For further clarification, let’s run a linear regression between age and personality dimensions.
# data set
ach <- covid %>%
select(Openness, Conscientiousness, Extraversion, Agreeableness,
Em_Stability, risk_self, risk_pop, risk_comp, age)
# linear regression of main effect
reg1 <- lm(age ~ Openness + Conscientiousness +
Extraversion + Agreeableness + Em_Stability, ach)
summary(reg1)##
## Call:
## lm(formula = age ~ Openness + Conscientiousness + Extraversion +
## Agreeableness + Em_Stability, data = ach)
##
## Residuals:
## Min 1Q Median 3Q Max
## -36.854 -12.917 0.913 13.256 37.664
##
## Coefficients:
## Estimate Std. Error t value Pr(>|t|)
## (Intercept) 16.8594 3.0337 5.557 3.57e-08 ***
## Openness -0.3666 0.4493 -0.816 0.414737
## Conscientiousness 1.5265 0.4281 3.566 0.000381 ***
## Extraversion 0.5389 0.3370 1.599 0.110093
## Agreeableness 2.7227 0.4575 5.952 3.74e-09 ***
## Em_Stability 1.3624 0.3882 3.510 0.000470 ***
## ---
## Signif. codes: 0 '***' 0.001 '**' 0.01 '*' 0.05 '.' 0.1 ' ' 1
##
## Residual standard error: 15.73 on 939 degrees of freedom
## Multiple R-squared: 0.1268, Adjusted R-squared: 0.1222
## F-statistic: 27.28 on 5 and 939 DF, p-value: < 2.2e-16
That is about as nice as it gets I suppose
It appears there is a significant main effect between agreeableness, emotional stability and conscientiousness on age (p < 0.001) and a significant regression equation was found (F(5, 939) = 27.28, p < 0.001).

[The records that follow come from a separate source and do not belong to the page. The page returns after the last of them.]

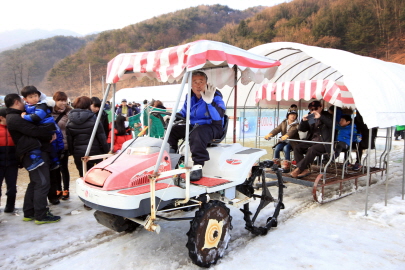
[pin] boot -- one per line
(59, 194)
(65, 195)
(10, 205)
(294, 174)
(286, 166)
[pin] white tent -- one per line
(377, 87)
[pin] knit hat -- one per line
(290, 111)
(315, 103)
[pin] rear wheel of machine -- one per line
(209, 233)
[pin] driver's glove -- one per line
(208, 94)
(179, 116)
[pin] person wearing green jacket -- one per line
(155, 126)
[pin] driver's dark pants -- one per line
(312, 150)
(199, 139)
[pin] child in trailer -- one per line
(288, 129)
(38, 112)
(344, 129)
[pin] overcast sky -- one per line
(86, 16)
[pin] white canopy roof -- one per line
(169, 65)
(377, 87)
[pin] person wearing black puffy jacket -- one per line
(78, 130)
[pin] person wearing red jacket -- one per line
(121, 133)
(8, 163)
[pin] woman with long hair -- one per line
(60, 113)
(78, 130)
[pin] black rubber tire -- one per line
(199, 231)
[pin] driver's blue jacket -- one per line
(202, 113)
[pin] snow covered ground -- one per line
(335, 235)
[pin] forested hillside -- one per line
(30, 63)
(71, 74)
(368, 27)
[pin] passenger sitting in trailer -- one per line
(289, 130)
(206, 118)
(318, 123)
(344, 128)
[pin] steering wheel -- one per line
(179, 119)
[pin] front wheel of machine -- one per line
(209, 233)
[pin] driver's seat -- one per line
(215, 142)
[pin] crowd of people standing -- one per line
(40, 134)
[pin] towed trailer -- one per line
(344, 80)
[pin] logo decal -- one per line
(234, 161)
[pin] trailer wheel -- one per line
(209, 233)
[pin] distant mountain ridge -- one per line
(16, 38)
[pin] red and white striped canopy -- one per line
(330, 91)
(170, 64)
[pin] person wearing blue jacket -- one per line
(38, 112)
(206, 118)
(344, 129)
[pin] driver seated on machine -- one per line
(207, 111)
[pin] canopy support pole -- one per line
(172, 117)
(113, 119)
(389, 136)
(235, 101)
(403, 173)
(93, 134)
(368, 168)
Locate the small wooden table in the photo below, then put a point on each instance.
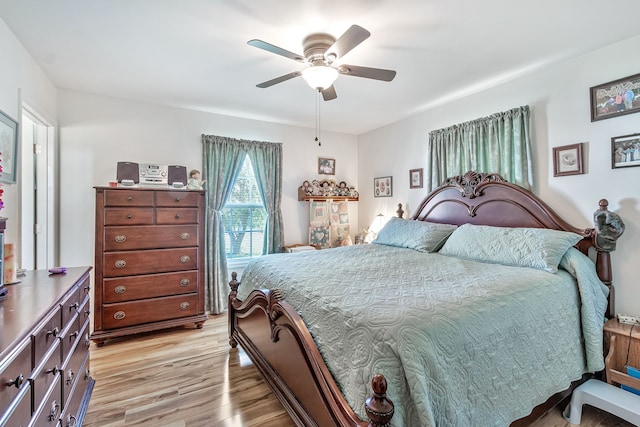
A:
(617, 336)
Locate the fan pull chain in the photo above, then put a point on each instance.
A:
(318, 119)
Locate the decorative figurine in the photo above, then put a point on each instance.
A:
(194, 180)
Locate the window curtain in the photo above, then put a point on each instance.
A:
(500, 143)
(223, 158)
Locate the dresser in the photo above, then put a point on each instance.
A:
(44, 350)
(149, 260)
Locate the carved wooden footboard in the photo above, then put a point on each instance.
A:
(276, 339)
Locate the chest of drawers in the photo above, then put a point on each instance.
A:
(149, 260)
(44, 350)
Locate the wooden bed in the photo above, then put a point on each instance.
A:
(276, 339)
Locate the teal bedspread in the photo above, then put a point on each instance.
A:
(461, 343)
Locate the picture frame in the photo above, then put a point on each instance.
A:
(326, 166)
(625, 151)
(415, 178)
(615, 98)
(567, 160)
(8, 148)
(383, 186)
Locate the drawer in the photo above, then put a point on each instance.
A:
(19, 414)
(46, 335)
(128, 216)
(14, 374)
(152, 310)
(143, 262)
(149, 286)
(48, 413)
(45, 376)
(177, 198)
(73, 365)
(128, 198)
(176, 215)
(150, 237)
(72, 403)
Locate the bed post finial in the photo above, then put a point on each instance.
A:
(379, 409)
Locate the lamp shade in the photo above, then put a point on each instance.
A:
(320, 76)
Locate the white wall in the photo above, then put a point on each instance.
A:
(22, 81)
(96, 132)
(559, 98)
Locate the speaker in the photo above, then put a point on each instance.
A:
(177, 174)
(128, 170)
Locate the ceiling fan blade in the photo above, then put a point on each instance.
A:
(329, 93)
(350, 39)
(279, 79)
(369, 73)
(275, 49)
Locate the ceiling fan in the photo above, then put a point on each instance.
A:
(320, 52)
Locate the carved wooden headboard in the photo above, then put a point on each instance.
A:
(488, 199)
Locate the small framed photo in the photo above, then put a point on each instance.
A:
(326, 166)
(383, 186)
(8, 148)
(625, 151)
(415, 178)
(567, 160)
(615, 98)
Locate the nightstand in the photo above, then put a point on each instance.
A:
(616, 336)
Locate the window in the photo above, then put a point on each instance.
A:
(244, 216)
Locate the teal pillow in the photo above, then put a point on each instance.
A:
(539, 248)
(419, 235)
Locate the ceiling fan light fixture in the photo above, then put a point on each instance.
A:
(320, 77)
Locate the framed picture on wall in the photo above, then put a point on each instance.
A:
(383, 186)
(8, 148)
(625, 151)
(567, 160)
(615, 98)
(415, 178)
(326, 166)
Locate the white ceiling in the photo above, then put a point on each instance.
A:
(194, 53)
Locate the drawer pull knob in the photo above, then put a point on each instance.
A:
(17, 382)
(53, 412)
(53, 371)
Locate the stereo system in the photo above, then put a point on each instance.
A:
(151, 174)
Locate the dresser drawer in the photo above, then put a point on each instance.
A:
(176, 215)
(47, 334)
(150, 237)
(46, 375)
(128, 198)
(14, 374)
(149, 286)
(155, 261)
(177, 198)
(144, 311)
(19, 414)
(128, 216)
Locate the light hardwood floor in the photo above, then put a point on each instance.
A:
(191, 377)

# new data set with average risk variable
new <- covid %>%
select(Openness, Conscientiousness, Extraversion, Agreeableness,
Em_Stability, risk_self, risk_pop, risk_comp, age) %>%
mutate(avg_risk = (risk_self + risk_comp + risk_pop)/3) %>%
select(-starts_with("risk"))
# linear regression of main effect
abba <- lm(avg_risk ~ Openness + Conscientiousness +
Extraversion + Agreeableness + Em_Stability, new)
summary(abba)##
## Call:
## lm(formula = avg_risk ~ Openness + Conscientiousness + Extraversion +
## Agreeableness + Em_Stability, data = new)
##
## Residuals:
## Min 1Q Median 3Q Max
## -2.57099 -0.62359 0.02178 0.56369 2.59794
##
## Coefficients:
## Estimate Std. Error t value Pr(>|t|)
## (Intercept) 2.61375 0.17092 15.292 < 2e-16 ***
## Openness 0.02187 0.02531 0.864 0.388
## Conscientiousness 0.03112 0.02412 1.290 0.197
## Extraversion -0.01380 0.01898 -0.727 0.468
## Agreeableness 0.03418 0.02577 1.326 0.185
## Em_Stability -0.08872 0.02187 -4.056 5.4e-05 ***
## ---
## Signif. codes: 0 '***' 0.001 '**' 0.01 '*' 0.05 '.' 0.1 ' ' 1
##
## Residual standard error: 0.8862 on 939 degrees of freedom
## Multiple R-squared: 0.01863, Adjusted R-squared: 0.01341
## F-statistic: 3.565 on 5 and 939 DF, p-value: 0.003364
There is a main effect between emotional stability and average perceived risk (p > 0.001) with a relatively significant regression equation found (F(5, 939) = 3.57, p < 0.01)
To visualise this, I thought it would be appropriate to add a quick plot.
why <- covid %>%
select(Openness, Conscientiousness, Extraversion, Agreeableness,
Em_Stability, risk_self, risk_pop, risk_comp) %>%
mutate(avg_risk = (risk_self + risk_comp + risk_pop)/3) %>%
pivot_longer(
cols = Openness:Em_Stability,
names_to = "Dimension",
values_to = "mean"
) %>%
mutate(Dimension2 = ifelse(Dimension == "Em_Stability",
"Emotional Stability", Dimension)) %>%
select(Dimension2, mean, avg_risk)
ggplot(why, aes(x = mean, y = avg_risk, colour = Dimension2)) +
theme_minimal() +
geom_smooth(method = "lm", se = FALSE) +
theme(panel.background = element_rect(colour = "black", size = 1/40),
axis.title.x = element_text(family ="Arial Narrow",
size = 14, face = "bold"),
axis.title.y = element_text(family = "Arial Narrow",
size = 14, face = "bold")) +
xlab("Score") +
ylab("Average Perceived Risk")I guess the effect is a bit more obvious now
Challenges/Successes
I successfully managed to conduct some linear regressions and make a correlation plot using the packages corrplot and rstatix. However, I am quite unsure as to whether or not I completely butchered the reporting of the test results but time will tell.
Next steps
I intend to continue learning statistics in R and start making a huge dent into my verification report.